- OS – Ubuntu
- Update apt repo
- Install dependencies using apt
- Install python dependencies using pip
- Copy source code to /apt folder
- Run the web server using “flask” command
FROM Ubuntu
RUN apt-get update
RUN apt-get install python
RUN pip install
RUN pip install flask-mysql
COPY . /apt/source-code
ENTRYPOINT FLASK_APP=/apt/source-code/app.py flask run
Once done, build your image using the docker build command and specify the docker file as input as well as a tag name for the image.
docker build Dockerfile -t briandev254/my-custom-app
This will create an image locally on your system. To make it available on the public Docker Hub registry, run the docker push command and specify the name of the image you just created.
docker push briandev254/my-custom-app
Dockerfile is a text file written in a specific format that docker can understand.
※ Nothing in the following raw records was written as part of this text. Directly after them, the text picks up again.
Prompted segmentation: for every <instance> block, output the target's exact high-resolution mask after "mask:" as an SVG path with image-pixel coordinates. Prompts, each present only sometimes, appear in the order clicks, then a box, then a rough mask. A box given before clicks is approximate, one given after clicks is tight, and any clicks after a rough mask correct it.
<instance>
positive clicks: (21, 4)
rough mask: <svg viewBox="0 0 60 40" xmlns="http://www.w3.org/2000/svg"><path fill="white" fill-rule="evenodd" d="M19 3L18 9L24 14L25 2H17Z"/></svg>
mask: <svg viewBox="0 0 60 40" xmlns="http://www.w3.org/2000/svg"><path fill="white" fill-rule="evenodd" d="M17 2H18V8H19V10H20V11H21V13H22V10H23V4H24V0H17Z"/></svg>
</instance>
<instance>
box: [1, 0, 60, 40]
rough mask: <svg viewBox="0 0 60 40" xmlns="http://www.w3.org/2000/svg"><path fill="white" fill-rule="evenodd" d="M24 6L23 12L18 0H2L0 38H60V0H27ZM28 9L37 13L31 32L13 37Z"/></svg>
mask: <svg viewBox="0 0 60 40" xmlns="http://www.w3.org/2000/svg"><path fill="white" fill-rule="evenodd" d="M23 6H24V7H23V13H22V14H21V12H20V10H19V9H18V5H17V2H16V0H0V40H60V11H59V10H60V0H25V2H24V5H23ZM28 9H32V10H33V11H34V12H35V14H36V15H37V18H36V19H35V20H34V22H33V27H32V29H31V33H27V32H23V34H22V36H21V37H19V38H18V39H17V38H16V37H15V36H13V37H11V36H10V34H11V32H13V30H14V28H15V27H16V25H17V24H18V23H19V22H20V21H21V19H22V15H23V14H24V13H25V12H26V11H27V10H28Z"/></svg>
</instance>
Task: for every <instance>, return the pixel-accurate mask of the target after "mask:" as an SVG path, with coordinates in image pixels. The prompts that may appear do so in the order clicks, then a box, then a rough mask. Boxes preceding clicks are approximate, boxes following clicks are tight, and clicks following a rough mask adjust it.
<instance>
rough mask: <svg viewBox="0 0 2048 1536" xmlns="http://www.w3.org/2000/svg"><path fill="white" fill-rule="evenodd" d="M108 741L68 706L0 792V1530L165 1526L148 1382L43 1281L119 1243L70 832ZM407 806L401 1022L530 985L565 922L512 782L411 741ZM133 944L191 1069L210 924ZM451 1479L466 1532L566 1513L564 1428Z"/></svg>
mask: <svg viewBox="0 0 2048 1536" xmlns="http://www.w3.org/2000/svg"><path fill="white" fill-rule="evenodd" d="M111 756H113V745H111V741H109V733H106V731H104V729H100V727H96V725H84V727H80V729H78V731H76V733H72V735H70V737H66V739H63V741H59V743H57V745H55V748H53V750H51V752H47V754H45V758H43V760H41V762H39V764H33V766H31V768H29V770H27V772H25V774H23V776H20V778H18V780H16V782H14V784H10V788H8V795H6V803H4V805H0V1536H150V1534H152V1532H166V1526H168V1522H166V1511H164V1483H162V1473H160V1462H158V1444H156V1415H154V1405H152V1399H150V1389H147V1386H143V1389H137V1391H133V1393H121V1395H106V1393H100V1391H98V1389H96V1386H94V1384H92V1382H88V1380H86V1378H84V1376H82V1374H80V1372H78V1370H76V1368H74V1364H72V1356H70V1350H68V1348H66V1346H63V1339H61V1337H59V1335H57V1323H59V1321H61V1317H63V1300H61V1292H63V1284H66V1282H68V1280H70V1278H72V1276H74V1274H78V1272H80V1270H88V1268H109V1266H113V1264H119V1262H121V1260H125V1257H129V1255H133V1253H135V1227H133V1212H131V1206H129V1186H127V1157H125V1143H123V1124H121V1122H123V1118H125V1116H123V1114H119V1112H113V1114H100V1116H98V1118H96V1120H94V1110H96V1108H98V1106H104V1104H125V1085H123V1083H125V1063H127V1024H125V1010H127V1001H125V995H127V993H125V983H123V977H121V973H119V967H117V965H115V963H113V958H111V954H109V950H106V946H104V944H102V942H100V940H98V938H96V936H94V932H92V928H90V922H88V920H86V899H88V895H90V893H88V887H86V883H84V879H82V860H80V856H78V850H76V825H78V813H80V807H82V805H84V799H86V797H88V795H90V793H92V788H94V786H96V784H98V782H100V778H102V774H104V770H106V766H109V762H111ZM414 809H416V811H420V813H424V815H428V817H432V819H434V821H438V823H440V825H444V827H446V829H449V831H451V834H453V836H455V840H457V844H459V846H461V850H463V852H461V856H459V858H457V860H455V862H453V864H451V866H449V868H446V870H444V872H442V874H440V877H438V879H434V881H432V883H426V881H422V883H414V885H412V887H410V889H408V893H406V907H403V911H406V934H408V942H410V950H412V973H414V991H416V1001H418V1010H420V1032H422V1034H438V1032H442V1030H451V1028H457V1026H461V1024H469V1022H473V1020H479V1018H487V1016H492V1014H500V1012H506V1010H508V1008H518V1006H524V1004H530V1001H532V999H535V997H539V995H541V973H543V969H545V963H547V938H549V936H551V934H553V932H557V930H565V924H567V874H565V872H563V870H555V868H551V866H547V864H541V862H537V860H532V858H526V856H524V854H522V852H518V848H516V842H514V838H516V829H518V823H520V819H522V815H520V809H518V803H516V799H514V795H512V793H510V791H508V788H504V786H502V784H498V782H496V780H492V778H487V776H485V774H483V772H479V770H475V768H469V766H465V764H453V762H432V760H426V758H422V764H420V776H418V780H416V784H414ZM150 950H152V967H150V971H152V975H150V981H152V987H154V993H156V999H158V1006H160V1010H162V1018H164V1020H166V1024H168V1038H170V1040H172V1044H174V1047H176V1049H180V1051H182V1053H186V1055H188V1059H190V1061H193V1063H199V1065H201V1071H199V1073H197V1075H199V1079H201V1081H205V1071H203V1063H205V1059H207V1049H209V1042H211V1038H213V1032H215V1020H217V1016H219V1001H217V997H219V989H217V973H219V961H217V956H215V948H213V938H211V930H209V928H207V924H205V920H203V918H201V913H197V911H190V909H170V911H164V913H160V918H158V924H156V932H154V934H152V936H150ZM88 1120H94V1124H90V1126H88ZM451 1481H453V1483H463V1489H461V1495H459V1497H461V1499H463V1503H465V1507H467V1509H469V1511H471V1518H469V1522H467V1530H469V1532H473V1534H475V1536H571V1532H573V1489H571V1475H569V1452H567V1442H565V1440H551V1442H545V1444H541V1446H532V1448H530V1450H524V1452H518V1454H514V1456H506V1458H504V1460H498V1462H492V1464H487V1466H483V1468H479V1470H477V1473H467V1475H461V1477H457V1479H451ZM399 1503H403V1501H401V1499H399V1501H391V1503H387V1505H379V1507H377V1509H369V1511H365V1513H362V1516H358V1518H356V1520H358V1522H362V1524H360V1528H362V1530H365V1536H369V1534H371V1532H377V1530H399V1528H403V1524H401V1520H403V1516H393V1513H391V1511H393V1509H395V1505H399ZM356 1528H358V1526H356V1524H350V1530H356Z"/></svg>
It is in an instruction and arguments format.
Everything in CAPS is an instruction. They each instruct Docker to perform a specific action while creating the image.
Everything on the right is an argument to those instructions.
The first line defines what the base OS should be for this container.
FROM Ubuntu
Every Docker image must be based off of another image. Either an OS or another image that was created before based on an OS. You can find official releases of all operating systems on Docker Hub.
The RUN instruction instructs Docker to run a particular command on those base images.
RUN apt-get update
RUN apt-get install python
RUN pip install
RUN pip install flask-mysql
At this point, Docker runs the apt-get update commands to fetch the updated packages and installs required dependencies on the image.
The COPY instruction copies files from the local system onto the Docker image.
COPY . /apt/source-code
In this case, the source code of the application is in the current folder, and is copied to the location /apt/source-code
This allows us to specify a command that will be run when the image is run as a container.
ENTRYPOINT FLASK_APP=/apt/source-code/app.py flask run
When Docker builds the images, it builds these in a layered architecture. Each line of instruction creates a new layer in the docker image with just the changes from the previous layer.
When you run the docker build command, you can see the various steps involved and the result of each task.
All the layers built are cached, so the layered architecture helps you restart docker build from that particular step in case it fails, or if you were to add new steps in the build process, you wouldn't have to start all over again. All the layers built are cached by Docker, so in case a particular step was to fail and you work to fix the issue and re-run docker build, it will re-use the previous layers from cache and continue to build the remaining layers. The same is true if you were to add additional steps in the docker file.
This way, rebuilding your image is faster and you don't have to wait for docker to build the entire image each time.
Only the layers above the updated layers need to be rebuilt.